Building a stack from scratch gives you that model. You understand why TIME_WAIT exists (delayed packets). Why Nagle's algorithm exists and when to disable it. What "three-way handshake" means at the byte level.
Architecture
Application Layer → read()/write() socket API
Transport Layer → TCP (state machine + retransmit timer)
Network Layer → IP (routing table, fragmentation, ICMP)
Link Layer → ARP + Ethernet frame construction
Physical Layer → Raw socket / Linux TAP device
The TAP Device Interface
Instead of a kernel module, I used Linux TAP devices — virtual network interfaces that let user-space programs send and receive raw Ethernet frames.
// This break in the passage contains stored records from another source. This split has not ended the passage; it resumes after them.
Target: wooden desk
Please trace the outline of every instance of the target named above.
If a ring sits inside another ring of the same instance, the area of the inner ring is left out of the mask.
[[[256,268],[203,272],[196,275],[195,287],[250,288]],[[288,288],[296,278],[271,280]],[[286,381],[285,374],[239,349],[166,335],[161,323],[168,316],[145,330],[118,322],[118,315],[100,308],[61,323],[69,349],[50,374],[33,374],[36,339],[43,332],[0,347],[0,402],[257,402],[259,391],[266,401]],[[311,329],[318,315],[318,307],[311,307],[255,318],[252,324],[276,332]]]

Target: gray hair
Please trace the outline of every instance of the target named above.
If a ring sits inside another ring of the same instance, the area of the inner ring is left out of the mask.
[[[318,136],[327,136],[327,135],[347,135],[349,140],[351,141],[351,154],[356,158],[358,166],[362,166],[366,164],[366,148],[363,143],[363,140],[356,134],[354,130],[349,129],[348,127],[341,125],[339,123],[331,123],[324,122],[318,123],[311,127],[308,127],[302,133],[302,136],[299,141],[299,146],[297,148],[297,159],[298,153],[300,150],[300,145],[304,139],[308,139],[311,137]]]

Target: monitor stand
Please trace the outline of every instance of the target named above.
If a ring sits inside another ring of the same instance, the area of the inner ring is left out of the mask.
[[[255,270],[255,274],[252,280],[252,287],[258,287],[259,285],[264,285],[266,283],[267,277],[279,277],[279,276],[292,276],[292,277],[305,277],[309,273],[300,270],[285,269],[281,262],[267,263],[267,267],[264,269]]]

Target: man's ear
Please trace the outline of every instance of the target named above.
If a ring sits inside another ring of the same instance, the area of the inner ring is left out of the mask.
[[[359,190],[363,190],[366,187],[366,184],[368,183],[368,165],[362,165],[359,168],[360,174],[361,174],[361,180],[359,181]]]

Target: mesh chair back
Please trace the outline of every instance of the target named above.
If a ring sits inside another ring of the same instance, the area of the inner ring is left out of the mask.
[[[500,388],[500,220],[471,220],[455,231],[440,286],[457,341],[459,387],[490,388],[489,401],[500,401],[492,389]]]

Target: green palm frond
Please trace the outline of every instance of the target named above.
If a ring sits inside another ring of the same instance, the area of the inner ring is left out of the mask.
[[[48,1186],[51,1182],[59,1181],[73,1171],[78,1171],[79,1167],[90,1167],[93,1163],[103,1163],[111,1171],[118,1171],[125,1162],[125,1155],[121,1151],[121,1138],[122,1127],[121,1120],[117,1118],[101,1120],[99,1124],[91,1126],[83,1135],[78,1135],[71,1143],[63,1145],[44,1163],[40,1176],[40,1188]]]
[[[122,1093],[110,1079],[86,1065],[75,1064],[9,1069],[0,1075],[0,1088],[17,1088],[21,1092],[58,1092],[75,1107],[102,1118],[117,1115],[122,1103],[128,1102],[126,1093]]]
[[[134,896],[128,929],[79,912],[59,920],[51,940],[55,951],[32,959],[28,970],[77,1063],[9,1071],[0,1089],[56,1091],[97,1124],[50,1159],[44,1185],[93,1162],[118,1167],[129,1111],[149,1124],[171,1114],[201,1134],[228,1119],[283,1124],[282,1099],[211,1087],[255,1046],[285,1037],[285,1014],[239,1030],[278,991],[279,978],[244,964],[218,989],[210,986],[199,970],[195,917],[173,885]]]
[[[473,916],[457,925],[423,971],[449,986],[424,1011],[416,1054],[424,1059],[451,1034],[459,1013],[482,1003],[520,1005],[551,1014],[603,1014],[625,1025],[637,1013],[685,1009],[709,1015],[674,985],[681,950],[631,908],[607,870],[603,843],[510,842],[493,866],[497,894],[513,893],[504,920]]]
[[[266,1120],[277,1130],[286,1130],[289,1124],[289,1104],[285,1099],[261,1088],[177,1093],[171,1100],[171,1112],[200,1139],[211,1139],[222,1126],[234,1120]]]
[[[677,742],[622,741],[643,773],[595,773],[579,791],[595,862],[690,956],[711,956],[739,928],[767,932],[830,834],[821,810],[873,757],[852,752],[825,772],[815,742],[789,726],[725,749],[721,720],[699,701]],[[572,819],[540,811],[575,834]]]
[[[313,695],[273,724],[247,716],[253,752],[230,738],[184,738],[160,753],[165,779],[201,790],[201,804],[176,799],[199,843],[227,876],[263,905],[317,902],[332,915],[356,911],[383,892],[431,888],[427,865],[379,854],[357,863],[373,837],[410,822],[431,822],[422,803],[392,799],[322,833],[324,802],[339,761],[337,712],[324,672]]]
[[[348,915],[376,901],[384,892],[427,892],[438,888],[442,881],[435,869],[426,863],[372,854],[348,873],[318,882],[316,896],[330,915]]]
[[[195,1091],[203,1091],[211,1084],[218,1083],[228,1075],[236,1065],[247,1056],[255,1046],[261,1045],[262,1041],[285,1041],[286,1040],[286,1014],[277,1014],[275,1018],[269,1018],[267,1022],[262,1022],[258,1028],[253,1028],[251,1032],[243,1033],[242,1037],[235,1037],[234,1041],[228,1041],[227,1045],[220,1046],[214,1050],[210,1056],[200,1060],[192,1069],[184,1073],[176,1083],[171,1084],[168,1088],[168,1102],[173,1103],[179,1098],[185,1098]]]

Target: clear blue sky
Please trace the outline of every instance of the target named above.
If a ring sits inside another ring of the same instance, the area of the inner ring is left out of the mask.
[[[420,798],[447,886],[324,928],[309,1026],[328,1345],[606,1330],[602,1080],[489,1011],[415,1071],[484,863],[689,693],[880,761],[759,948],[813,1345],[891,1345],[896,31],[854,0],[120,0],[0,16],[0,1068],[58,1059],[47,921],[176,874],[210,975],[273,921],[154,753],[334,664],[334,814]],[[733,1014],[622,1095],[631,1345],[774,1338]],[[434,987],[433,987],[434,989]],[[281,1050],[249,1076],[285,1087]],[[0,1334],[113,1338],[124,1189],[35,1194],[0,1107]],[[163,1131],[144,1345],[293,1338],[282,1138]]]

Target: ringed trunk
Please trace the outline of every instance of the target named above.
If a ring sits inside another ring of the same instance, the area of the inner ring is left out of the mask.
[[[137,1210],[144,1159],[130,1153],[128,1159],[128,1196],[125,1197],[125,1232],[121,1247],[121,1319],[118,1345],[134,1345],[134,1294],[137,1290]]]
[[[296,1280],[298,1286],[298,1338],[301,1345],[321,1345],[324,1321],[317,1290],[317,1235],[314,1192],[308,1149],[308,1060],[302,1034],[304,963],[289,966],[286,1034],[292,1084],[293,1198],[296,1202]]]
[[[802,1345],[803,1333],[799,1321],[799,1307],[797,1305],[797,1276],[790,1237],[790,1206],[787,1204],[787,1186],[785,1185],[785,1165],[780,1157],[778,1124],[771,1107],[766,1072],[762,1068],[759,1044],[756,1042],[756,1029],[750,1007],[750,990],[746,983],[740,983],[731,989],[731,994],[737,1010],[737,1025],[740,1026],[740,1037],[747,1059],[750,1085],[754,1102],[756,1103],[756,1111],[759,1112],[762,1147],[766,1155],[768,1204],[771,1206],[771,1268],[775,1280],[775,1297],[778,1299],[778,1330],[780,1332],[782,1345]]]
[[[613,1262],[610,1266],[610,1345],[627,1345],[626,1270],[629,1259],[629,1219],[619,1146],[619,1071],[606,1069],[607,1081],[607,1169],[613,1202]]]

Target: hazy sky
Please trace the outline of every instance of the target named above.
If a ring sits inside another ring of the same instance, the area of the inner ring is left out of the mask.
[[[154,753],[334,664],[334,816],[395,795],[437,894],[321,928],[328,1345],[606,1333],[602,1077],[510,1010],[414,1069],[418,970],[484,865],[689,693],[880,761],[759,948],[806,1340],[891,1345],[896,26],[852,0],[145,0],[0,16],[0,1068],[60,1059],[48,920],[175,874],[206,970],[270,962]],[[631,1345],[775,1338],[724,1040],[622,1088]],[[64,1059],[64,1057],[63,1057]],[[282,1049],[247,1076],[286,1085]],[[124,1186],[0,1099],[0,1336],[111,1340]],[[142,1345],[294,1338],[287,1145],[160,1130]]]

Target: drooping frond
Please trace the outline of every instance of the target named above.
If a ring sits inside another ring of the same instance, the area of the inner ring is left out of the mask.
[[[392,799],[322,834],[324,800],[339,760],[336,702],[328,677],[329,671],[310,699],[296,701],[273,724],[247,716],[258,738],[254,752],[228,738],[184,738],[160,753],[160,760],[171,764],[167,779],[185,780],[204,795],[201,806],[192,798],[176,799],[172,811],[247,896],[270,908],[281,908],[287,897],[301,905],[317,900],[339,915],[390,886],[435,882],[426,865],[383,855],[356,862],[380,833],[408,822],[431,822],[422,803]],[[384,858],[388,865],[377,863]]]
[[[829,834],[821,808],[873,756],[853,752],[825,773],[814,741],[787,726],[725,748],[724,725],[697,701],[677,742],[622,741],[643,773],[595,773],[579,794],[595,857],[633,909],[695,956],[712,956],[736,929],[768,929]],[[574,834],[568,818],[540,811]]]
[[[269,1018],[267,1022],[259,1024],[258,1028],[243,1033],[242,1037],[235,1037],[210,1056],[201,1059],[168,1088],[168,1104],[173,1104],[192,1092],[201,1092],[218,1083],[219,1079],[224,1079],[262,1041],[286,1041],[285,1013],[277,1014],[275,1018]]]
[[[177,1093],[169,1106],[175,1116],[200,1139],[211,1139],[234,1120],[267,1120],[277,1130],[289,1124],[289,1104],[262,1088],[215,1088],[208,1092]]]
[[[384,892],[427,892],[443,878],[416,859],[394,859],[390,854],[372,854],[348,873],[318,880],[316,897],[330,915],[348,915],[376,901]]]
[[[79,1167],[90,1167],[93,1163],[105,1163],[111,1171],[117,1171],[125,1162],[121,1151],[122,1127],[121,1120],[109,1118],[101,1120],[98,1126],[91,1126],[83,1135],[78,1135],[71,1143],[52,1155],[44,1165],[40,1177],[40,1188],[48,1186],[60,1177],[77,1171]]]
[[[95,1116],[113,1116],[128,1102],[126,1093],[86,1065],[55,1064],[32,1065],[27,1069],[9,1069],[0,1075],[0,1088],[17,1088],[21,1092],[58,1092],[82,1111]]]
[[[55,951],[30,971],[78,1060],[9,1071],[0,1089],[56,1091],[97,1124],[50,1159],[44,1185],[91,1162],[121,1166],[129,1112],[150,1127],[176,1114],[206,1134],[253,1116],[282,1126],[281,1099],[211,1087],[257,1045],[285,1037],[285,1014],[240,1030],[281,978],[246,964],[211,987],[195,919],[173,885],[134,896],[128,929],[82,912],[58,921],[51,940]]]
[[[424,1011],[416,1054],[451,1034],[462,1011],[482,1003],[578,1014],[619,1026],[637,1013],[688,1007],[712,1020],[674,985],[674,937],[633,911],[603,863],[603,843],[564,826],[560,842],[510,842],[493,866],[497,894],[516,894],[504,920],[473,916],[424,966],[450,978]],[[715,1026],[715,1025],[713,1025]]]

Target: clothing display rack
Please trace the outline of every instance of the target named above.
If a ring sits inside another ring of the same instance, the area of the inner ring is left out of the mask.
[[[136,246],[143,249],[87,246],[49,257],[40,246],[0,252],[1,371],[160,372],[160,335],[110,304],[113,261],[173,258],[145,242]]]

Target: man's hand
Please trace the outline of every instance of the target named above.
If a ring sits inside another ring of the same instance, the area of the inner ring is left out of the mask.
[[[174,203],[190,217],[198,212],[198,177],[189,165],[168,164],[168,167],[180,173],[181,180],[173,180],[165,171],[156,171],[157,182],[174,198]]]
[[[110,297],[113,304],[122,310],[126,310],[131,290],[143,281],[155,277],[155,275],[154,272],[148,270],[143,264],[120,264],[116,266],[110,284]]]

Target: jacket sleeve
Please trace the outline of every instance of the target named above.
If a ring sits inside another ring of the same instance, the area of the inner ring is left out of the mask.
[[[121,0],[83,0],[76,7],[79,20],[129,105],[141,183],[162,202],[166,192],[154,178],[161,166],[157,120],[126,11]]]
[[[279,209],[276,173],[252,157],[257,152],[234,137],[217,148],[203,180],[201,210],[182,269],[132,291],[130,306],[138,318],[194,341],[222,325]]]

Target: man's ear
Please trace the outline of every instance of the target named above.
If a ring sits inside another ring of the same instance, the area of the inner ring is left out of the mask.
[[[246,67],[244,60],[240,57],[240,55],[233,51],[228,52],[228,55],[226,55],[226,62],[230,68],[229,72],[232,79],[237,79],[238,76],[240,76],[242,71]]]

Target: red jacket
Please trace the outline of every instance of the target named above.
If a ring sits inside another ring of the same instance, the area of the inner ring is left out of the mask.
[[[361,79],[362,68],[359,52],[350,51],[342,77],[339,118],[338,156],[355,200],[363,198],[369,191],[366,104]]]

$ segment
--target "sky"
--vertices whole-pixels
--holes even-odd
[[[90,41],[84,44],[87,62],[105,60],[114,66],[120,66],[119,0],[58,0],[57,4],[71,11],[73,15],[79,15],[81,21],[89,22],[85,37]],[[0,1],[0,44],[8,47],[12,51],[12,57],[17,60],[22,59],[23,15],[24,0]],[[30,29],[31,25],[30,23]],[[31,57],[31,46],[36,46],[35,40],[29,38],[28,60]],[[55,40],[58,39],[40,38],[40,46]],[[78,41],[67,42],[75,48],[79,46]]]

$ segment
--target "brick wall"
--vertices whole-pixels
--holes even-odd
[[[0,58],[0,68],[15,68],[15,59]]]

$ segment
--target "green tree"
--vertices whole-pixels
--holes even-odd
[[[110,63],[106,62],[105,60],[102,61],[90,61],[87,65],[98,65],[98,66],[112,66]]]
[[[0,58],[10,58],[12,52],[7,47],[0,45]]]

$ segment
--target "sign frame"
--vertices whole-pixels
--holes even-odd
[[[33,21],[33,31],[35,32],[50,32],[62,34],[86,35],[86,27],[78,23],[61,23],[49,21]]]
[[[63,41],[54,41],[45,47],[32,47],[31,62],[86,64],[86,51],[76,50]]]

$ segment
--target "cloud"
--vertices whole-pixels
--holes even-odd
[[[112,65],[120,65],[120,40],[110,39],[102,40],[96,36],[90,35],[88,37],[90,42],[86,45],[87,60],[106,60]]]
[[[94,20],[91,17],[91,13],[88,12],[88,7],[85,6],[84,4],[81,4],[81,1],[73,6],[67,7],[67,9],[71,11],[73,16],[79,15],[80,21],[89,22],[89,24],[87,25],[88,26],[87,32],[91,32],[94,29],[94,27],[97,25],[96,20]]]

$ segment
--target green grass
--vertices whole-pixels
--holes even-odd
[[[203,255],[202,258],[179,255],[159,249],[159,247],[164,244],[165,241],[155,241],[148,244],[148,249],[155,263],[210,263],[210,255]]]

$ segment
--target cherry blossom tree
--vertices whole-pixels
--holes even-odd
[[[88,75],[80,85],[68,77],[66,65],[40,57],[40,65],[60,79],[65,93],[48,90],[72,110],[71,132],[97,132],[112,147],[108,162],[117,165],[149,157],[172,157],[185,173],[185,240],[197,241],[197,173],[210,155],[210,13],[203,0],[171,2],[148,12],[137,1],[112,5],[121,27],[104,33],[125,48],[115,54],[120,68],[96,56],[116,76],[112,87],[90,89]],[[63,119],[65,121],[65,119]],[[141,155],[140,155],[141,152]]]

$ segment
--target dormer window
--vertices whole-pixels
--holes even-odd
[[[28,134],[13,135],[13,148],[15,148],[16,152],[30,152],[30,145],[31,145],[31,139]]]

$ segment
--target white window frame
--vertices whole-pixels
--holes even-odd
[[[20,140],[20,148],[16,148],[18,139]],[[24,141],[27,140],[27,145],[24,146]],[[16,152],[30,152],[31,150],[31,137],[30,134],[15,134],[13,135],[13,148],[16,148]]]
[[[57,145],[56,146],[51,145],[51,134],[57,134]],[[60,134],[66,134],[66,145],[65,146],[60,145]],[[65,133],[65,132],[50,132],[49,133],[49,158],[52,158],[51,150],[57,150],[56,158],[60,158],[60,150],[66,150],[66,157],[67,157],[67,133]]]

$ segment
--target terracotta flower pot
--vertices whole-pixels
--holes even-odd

int tun_alloc(char *dev, int flags) {
struct ifreq ifr;
int fd = open("/dev/net/tun", O_RDWR);
memset(&ifr, 0, sizeof(ifr));
ifr.ifr_flags = flags;
if (*dev) strncpy(ifr.ifr_name, dev, IFNAMSIZ);
ioctl(fd, TUNSETIFF, &ifr);
strcpy(dev, ifr.ifr_name);
return fd;
}
ARP
ARP is where most "why doesn't my packet arrive?" problems live. The protocol broadcasts "who has IP X?" and caches the reply — but the edge cases are not simple.
void arp_send_request(struct netdev *dev, uint32_t target_ip) {
struct arp_hdr *arp = (struct arp_hdr *)eth_frame_payload(frame);
arp->hwtype = htons(ARP_ETHERNET);
arp->protype = htons(ETH_P_IP);
arp->opcode = htons(ARP_REQUEST);
memcpy(arp->sender_hw, dev->hwaddr, 6);
arp->sender_ip = dev->addr;
memset(arp->target_hw, 0x00, 6);
arp->target_ip = target_ip;
eth_tx(dev, frame, ETH_P_ARP, broadcast_mac);
}
TCP State Machine
TCP has 11 states. Miss one transition and you get a half-open connection that hangs indefinitely.
CLOSED → LISTEN → SYN_RCVD → ESTABLISHED → CLOSE_WAIT → LAST_ACK → CLOSED
↘ FIN_WAIT_1 → FIN_WAIT_2 → TIME_WAIT → CLOSED
The retransmission timer uses exponential backoff — doubling the RTO on each miss, capped at 64 seconds.
What I Learned
Byte order is everywhere. htons(), ntohl(), htonl() — miss one and the packet looks fine in the debugger but is garbage on the wire.
Checksums must be perfect. TCP and IP checksums use overlapping pseudo-headers. Get this wrong and the receiving kernel silently drops your packets.
TCP is not a stream. You can send 100 bytes and receive two 50-byte reads. Applications that assume otherwise break in subtle ways.
TIME_WAIT is your friend. Tuning it away causes duplicate packet confusion at high connection rates.